O
direito de morrer
O
caso da norte-americana Terry Schiavo suscitou o debate sobre a eutanásia
em todo o mundo. A decisão pelo desligamento ou não dos aparelhos
que a mantinham viva estendeu-se pelos tribunais. Vários laudos técnicos
foram usados na disputa judicial, além de funcionarem também
como atenuante para a solução final: ela praticamente não
teria sofrido durante os treze dias em que ficou sem água e comida
até falecer, já que seu cérebro estaria comprometido
a ponto dela não sentir mais dor, fome ou sede. O embate jurídico
em torno da manutenção ou não da vida da paciente mostrou
que a questão, do ponto de vista exclusivo da medicina e do direito,
está longe de ter um ponto final. Nesse contexto, a ética e
a filosofia podem contribuir de maneira significativa para um avanço
das discussões e de critérios para decisões em torno
do assunto.
Entre
os médicos, o conceito de morte cerebral é padronizado
e aceito internacionalmente. Ocorre quando um paciente encontra-se em um quadro
de falência total do sistema nervoso central, caracterizável
como irreversível. Já uma falência parcial do cérebro
pode levar ao controverso conceito de “estado vegetativo”, quando
existe um comprometimento das respostas do organismo aos estímulos
nervosos. Mas, em muitos casos, o grau desse comprometimento é impossível
de ser aferido e avaliado com exatidão. Desse modo, os argumentos de
natureza estritamente técnica mostram-se insuficientes para decidir
pela interrupção ou não da vida de uma pessoa que, por
exemplo, vive com o auxílio de aparelhos. O debate ético em
torno do assunto, que no Brasil é ainda incipiente, lança novos
pontos de vista sbre a eutanásia.
“O
que seria, no caso de Terry Schiavo, algo praticamente indolor?” indaga
o filósofo e professor da Universidade de São Paulo (USP), Renato
Janine Ribeiro. Para ele, na ciência, há um forte elemento amoral,
ou seja, uma tendência de isentar-se de julgamentos morais e manter-se
neutra. Tal característica é oriunda do fato que seus avanços,
muitas vezes, já se confrontaram com valores considerados corretos
pela sociedade na qual ela está inserida e se desenvolvendo.
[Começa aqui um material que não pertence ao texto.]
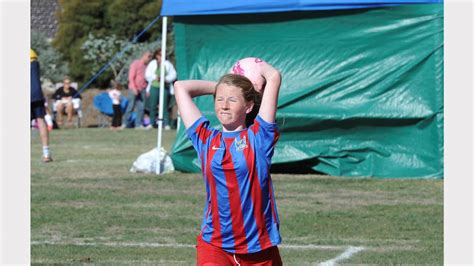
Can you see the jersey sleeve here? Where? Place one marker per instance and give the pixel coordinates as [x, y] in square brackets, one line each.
[199, 133]
[266, 135]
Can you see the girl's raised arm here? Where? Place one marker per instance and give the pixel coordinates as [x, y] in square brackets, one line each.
[185, 90]
[268, 106]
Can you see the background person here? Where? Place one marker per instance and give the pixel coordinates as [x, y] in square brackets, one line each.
[114, 94]
[152, 75]
[37, 105]
[64, 101]
[235, 167]
[136, 90]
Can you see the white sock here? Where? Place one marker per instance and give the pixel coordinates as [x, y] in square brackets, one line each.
[45, 151]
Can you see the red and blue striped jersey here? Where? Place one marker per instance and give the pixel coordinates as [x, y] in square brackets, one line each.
[240, 214]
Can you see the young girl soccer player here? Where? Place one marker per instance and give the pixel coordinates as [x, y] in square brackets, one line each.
[240, 224]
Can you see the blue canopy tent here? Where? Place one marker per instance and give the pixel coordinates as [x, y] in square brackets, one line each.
[362, 89]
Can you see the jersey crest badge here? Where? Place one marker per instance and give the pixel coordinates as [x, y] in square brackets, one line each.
[240, 145]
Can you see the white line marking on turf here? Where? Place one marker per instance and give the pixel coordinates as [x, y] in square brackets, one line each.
[345, 255]
[174, 245]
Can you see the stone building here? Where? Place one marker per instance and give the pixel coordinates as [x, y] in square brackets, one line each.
[43, 17]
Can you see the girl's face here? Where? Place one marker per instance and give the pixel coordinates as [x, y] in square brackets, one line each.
[231, 107]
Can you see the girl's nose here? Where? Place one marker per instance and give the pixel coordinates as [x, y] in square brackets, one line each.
[225, 105]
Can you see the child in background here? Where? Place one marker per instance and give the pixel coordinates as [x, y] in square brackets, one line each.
[114, 94]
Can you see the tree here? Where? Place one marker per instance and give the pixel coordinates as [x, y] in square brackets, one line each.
[53, 66]
[122, 18]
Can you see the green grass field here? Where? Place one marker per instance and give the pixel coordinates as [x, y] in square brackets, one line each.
[86, 207]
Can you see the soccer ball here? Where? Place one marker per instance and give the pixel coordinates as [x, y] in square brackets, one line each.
[251, 68]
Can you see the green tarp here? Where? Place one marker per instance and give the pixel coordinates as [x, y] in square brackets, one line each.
[361, 94]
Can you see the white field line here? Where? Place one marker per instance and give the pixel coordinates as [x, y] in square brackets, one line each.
[175, 245]
[345, 255]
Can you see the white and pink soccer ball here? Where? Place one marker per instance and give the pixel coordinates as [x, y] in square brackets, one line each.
[251, 68]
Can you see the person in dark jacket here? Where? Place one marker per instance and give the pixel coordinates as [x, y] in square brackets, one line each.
[37, 105]
[64, 100]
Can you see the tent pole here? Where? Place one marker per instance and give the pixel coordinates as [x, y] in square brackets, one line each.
[162, 92]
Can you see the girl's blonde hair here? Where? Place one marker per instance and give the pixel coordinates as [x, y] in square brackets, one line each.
[248, 92]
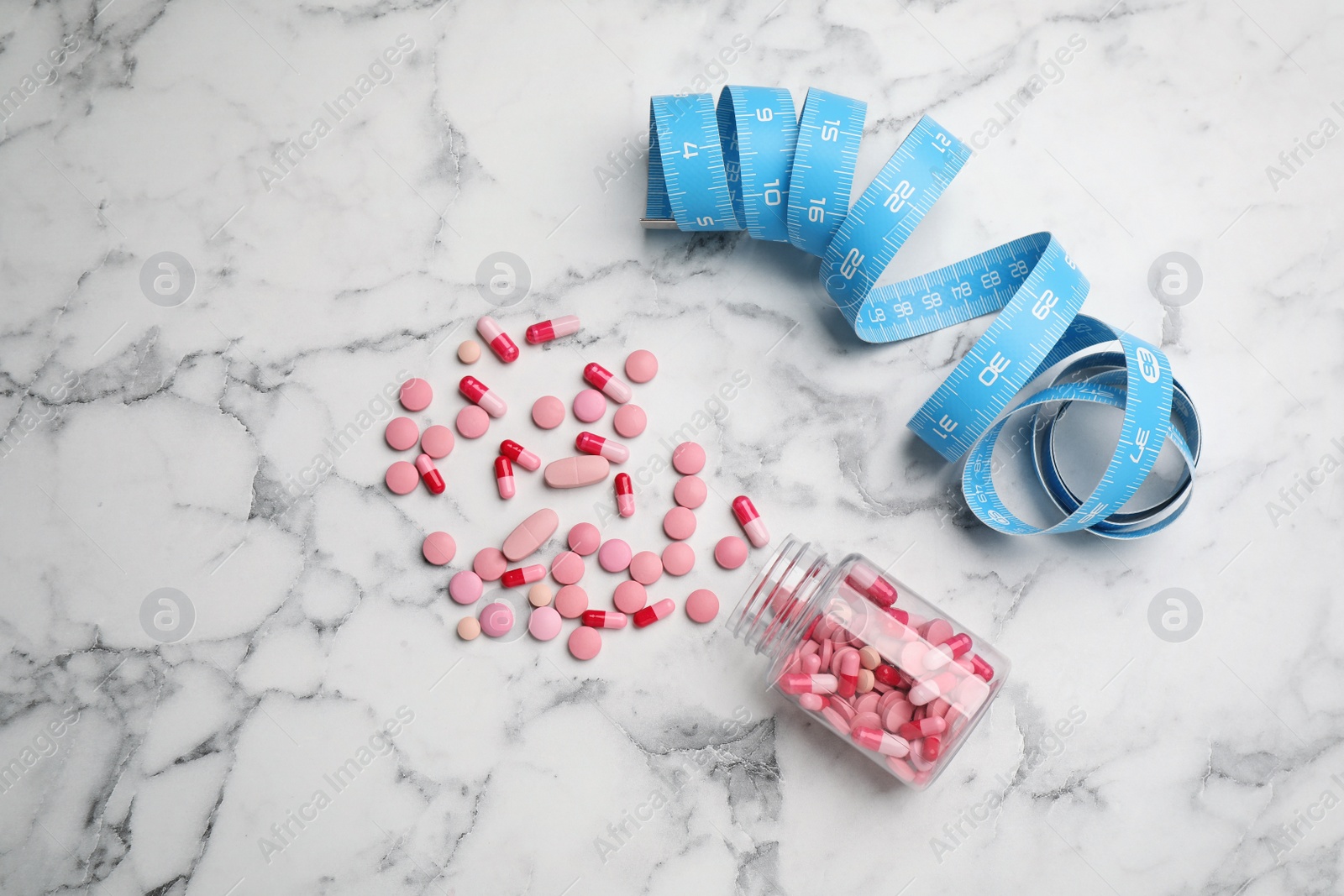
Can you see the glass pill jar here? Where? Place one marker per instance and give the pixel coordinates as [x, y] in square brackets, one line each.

Um exemplo
significativo pode ser situado nos primórdios dos chamados estudos
científicos: “A ciência começou a fazer anatomia
quando isso era um pecado mortal, uma entre muitas coisas que a religião
desaprovava”, afirma. No entanto, Janine lembra que, embora a anatomia
tenha sido fundamental para o progresso da medicina, os estudos anatômicos
também foram feitos, por exemplo, em prisioneiros durante o século
XVI: “Quando o rei Carlos IX, da França, foi ferido em um torneio,
o médico dele, Ambroise Paré, recebeu vários presos condenados
à morte para estudar possíveis tratamentos, e todos morreram
nas experiências”, afirma. Assim, “é muito difícil
dizer que o que hoje a moral condena não vá ser, dentro de um
tempo, aceito”, completa.
Janine
revela não ter uma opinião fechada sobre a eutanásia
e que é cético em relação a uma possível
solução ou regra única para definir em quais casos o
paciente tem direito a morrer. Para ele, os cuidados médicos podem
prolongar uma agonia por muito tempo ou assegurar uma morte limpa e sem dor,
mas a decisão sobre isso não pode ser do médico. “Deve
ser, em última análise, uma decisão da pessoa que há
de viver ou morrer e, antes disso, uma decisão da sociedade”,
diz. Deste modo, Renato Janine aponta para a necessidade de uma discussão
ética sobre o assunto, incluindo os limites entre os direitos sociais
e individuais, nos mais variados casos em que a eutanásia é
cogitada.
A
questão apontada pelo filósofo e a necessidade de um posicionamento
da sociedade englobam o paciente que, conscientemente, opta pela morte. Trata-se
de uma ocasião em que a discussão sobre os limites da autonomia
individual é mais latente, uma vez que, em muitos casos, a pessoa manifesta
o interesse por morrer antes do tempo que ela poderia ficar viva com auxílios
técnicos da medicina ou até mesmo se curar. Embora também
tenha dúvidas sobre a maneira adequada para decidir-se sobre a eutanásia
nesses casos, Janine aponta um possível caminho para iniciar essa discussão:
o respeito pelo direito da pessoa de não querer mais viver. Uma das
maneiras de fazer isso é o diálogo com o indivíduo sobre
a opção feita por ele e não simplesmente a tentativa
de convencê-lo do contrário. Seria uma maneira de fugir de uma
tendência de infantilizá-lo, como muitas vezes ocorre com os
idosos. “Isto significa que, se uma pessoa não quer mais viver
devido a um sofrimento intenso e irreversível, deve ter meios de poder
abreviar sua vida, tal como exemplifica o filme Menina de Ouro, de
Clint Eastwood”, conclui.
Também
para o médico e filósofo Rodrigo Siqueira Batista, coordenador
do Núcleo de Estudos em Filosofia e Saúde da Fundação
Educacional Serra dos Órgãos (Feso), é imprescindível
tornar essa discussão mais ampla. Para ele, a eutanásia não
tem recebido a devida atenção da comunidade médica brasileira.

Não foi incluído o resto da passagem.